The disorder that panics Americans now is not cultural but economic. If liberalism collapsed in the 1960s because its bid for cultural freedom became associated with cultural disorder, conservatism has collapsed today because its bid for economic freedom has become associated with economic disorder. When Reagan took power in 1981, he vowed to restore the economic liberty that a half-century of F.D.R.-style government intrusion had stifled. American capitalism had become so thoroughly domesticated, he argued, that it lost its capacity for dynamic growth. For a time, a majority of Americans agreed. Taxes and regulations were cut and cut again, and for the most part, the economic pie grew.

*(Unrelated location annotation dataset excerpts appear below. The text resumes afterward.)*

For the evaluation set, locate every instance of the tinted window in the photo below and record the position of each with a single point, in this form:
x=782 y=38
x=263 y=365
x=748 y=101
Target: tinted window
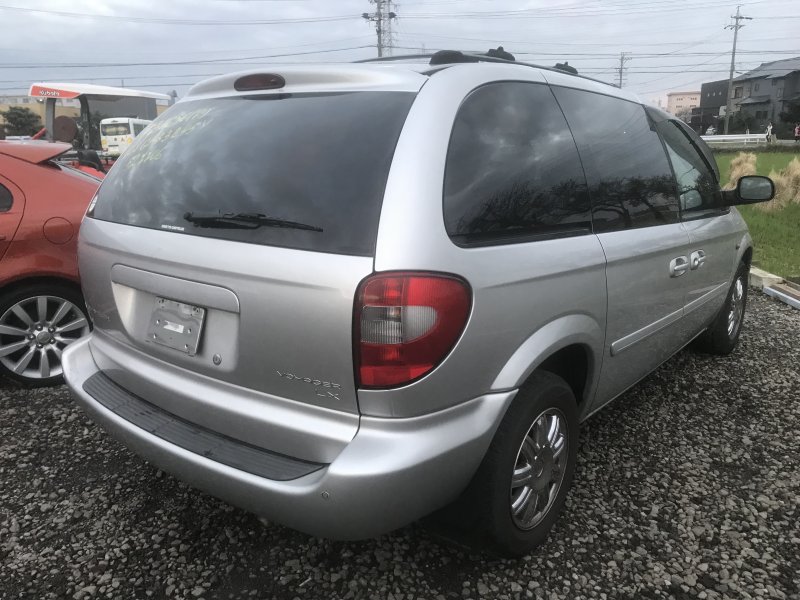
x=698 y=142
x=316 y=159
x=630 y=181
x=6 y=200
x=697 y=186
x=512 y=168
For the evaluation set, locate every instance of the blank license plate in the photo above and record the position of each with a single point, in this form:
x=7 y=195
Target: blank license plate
x=176 y=325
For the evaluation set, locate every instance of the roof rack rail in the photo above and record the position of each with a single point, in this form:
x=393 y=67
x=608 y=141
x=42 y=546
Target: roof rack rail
x=447 y=57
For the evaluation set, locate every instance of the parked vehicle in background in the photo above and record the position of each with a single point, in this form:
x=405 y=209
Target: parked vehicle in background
x=118 y=133
x=406 y=294
x=42 y=312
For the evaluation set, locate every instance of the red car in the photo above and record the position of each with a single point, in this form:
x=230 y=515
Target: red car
x=41 y=306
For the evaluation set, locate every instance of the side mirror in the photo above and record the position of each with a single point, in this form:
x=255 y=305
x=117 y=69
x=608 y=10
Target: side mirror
x=751 y=189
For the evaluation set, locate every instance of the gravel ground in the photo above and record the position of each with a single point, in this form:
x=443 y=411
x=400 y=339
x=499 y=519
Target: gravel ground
x=687 y=487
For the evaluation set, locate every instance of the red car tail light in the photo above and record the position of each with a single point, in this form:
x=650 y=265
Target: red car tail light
x=405 y=324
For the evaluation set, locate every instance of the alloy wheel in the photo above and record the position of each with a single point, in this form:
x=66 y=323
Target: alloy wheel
x=539 y=469
x=736 y=311
x=35 y=331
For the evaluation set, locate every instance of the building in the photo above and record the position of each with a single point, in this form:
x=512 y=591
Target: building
x=68 y=108
x=711 y=108
x=65 y=107
x=767 y=91
x=759 y=96
x=682 y=102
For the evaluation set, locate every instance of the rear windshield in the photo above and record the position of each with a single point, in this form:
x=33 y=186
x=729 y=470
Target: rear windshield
x=115 y=129
x=319 y=160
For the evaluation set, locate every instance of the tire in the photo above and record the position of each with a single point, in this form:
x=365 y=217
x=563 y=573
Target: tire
x=36 y=323
x=722 y=336
x=490 y=513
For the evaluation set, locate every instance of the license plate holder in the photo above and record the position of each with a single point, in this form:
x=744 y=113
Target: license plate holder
x=176 y=325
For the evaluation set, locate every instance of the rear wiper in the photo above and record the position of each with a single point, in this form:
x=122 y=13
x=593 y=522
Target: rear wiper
x=243 y=221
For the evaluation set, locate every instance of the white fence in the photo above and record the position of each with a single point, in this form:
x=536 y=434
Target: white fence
x=744 y=139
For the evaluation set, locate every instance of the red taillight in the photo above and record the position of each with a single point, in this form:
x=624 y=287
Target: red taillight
x=259 y=81
x=405 y=324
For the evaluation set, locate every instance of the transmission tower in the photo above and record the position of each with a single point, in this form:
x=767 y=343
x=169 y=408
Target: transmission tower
x=382 y=17
x=736 y=26
x=623 y=58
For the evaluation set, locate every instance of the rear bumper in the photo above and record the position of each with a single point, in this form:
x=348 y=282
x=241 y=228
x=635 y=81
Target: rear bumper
x=393 y=472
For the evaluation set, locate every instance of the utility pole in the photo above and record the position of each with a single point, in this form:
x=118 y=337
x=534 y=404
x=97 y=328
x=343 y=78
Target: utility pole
x=382 y=17
x=736 y=27
x=623 y=58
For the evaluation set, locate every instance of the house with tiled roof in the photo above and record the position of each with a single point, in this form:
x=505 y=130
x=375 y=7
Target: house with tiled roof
x=766 y=91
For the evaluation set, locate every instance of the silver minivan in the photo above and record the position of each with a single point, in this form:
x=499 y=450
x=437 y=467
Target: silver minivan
x=347 y=296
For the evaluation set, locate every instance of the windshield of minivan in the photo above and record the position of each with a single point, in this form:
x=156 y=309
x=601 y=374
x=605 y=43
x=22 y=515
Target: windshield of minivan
x=316 y=159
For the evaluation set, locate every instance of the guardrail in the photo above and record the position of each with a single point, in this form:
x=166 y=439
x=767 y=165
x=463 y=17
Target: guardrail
x=742 y=139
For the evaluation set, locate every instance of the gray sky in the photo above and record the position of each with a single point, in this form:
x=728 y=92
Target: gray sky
x=170 y=44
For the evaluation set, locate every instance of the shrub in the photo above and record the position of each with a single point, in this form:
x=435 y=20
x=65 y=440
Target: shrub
x=787 y=186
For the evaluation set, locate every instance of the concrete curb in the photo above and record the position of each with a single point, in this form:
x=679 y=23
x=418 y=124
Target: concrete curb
x=760 y=279
x=776 y=287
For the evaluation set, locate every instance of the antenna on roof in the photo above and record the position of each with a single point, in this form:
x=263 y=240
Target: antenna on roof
x=499 y=52
x=566 y=68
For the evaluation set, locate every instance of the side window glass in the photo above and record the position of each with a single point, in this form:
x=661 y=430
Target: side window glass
x=6 y=199
x=700 y=145
x=630 y=181
x=513 y=173
x=697 y=186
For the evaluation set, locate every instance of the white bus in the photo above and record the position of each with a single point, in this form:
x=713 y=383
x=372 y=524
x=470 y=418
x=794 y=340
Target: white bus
x=117 y=133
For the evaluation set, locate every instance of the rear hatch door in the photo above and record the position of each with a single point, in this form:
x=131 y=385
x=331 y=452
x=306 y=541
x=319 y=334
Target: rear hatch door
x=229 y=240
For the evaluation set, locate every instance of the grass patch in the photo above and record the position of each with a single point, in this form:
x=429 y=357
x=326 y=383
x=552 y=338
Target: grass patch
x=767 y=161
x=776 y=234
x=776 y=237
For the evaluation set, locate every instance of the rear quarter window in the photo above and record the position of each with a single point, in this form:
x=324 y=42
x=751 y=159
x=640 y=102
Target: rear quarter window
x=6 y=199
x=631 y=183
x=317 y=159
x=513 y=173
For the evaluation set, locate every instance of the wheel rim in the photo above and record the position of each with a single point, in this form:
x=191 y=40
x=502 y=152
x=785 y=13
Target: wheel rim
x=736 y=311
x=34 y=333
x=539 y=469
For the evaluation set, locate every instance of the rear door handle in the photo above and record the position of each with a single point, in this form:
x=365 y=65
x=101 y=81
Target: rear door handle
x=697 y=259
x=678 y=266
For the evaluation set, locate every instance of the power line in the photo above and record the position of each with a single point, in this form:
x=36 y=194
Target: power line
x=170 y=63
x=736 y=27
x=623 y=58
x=382 y=17
x=166 y=21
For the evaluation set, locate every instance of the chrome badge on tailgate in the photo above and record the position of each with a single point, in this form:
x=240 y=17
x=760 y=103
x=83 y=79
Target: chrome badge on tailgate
x=176 y=325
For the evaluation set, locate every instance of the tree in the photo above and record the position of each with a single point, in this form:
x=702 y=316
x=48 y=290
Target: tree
x=21 y=121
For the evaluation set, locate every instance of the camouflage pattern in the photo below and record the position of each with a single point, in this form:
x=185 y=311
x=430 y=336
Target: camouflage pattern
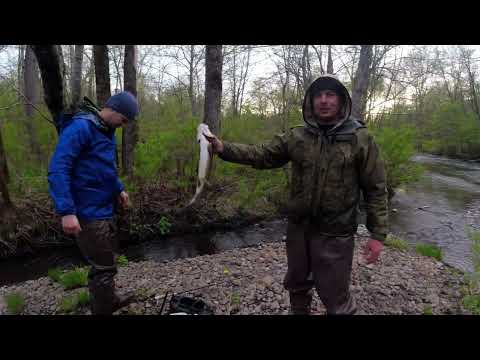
x=329 y=170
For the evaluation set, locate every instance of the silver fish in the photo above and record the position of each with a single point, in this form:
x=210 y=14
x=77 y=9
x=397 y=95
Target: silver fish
x=205 y=160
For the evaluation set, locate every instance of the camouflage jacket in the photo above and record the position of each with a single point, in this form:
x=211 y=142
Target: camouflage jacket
x=329 y=169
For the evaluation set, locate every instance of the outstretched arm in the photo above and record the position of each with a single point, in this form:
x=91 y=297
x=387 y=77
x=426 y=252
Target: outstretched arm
x=265 y=156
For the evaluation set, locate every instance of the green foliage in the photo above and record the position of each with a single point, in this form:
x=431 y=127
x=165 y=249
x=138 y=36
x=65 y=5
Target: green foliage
x=75 y=278
x=429 y=250
x=396 y=242
x=451 y=130
x=122 y=260
x=475 y=237
x=397 y=146
x=15 y=303
x=71 y=303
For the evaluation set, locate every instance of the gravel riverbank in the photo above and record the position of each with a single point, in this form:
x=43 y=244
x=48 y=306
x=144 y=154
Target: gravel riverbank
x=249 y=281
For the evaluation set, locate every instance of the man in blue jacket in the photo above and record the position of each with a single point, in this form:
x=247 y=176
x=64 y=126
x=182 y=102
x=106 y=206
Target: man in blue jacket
x=84 y=186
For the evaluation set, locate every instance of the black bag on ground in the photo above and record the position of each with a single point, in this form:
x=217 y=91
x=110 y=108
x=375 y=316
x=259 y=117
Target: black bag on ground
x=189 y=305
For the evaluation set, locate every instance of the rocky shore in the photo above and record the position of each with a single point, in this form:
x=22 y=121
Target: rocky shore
x=249 y=281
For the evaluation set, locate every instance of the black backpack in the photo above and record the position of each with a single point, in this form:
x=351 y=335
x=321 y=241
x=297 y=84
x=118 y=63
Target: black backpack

In the 1980s and '90s, the garden of American capitalism became a pretty energetic place. But it became a scarier place too. In the newly deregulated American economy, fewer people had job security or fixed-benefit pensions or reliable health care. Some got rich, but a lot went bankrupt, mostly because of health-care costs. As Yale University political scientist Jacob Hacker has noted, Americans today experience far-more-violent swings in household income than did their parents a generation ago.
Starting in the 1990s, average Americans began deciding that the conservative economic agenda was a bit like the liberal cultural agenda of the 1960s: less liberating than frightening. When the Gingrich Republicans tried to slash Medicare, the public turned on them en masse. A decade later, when George W. Bush tried to partially privatize Social Security, Americans rebelled once again. In 2005 a Pew Research Center survey identified a new group of voters that it called "pro-government conservatives." They were culturally conservative and hawkish on foreign policy, and they overwhelmingly supported Bush in 2004. But by large majorities, they endorsed government regulation and government spending. They didn't want to unleash the free market; they wanted to rein it in.
Those voters were a time bomb in the Republican coalition, which detonated on Nov. 4. John McCain's promises to cut taxes, cut spending and get government out of the way left them cold. Among the almost half of voters who said they were "very worried" that the economic crisis would hurt their family, Obama beat McCain by 26 points.